Craniofacial therapy can help with all oro-facial dysfunctions, whether the causes are congenital or acquired, due to a disease or an accident. Craniofacial therapy is never performed alone. It is always determined in collaboration between the patient, the therapist and, if necessary, the physician, pediatrician, otolaryngologist, maxillofacial surgeon, orthodontist, psychologist, speech therapist, physiotherapist, or others.
Craniofacial therapy perceives the individual as a whole and therefore cannot function alone.
What you need to know
The body needs time and care to break old habits and patterns, overcome trauma, learn new movements to recover.

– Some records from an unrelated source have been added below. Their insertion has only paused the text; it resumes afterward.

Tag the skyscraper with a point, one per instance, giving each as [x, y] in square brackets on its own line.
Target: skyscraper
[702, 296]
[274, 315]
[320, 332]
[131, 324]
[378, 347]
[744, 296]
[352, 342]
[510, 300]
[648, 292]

Changes in all of the above areas require patience.
Your environment is incorporated into the therapy whenever possible.
Craniofacial therapy is beneficial in all cases where children cannot give up their pacifiers, thumbs or other bad habits that interfere with the growth of the jaw and the correct position of the teeth (milk or permanent) and tongue.
It is also indicated when speech problems occur alongside or at the beginning of speech therapy treatment. The therapist’s view is comprehensive and a child cannot make progress in speech if his body is not properly aligned and his posture is not tightened. The craniofacial therapist works on posture and musculature and may collaborate with a speech therapist.
Writing, reading and concentration problems can also be due to poor posture and lack of tone or eye convergence.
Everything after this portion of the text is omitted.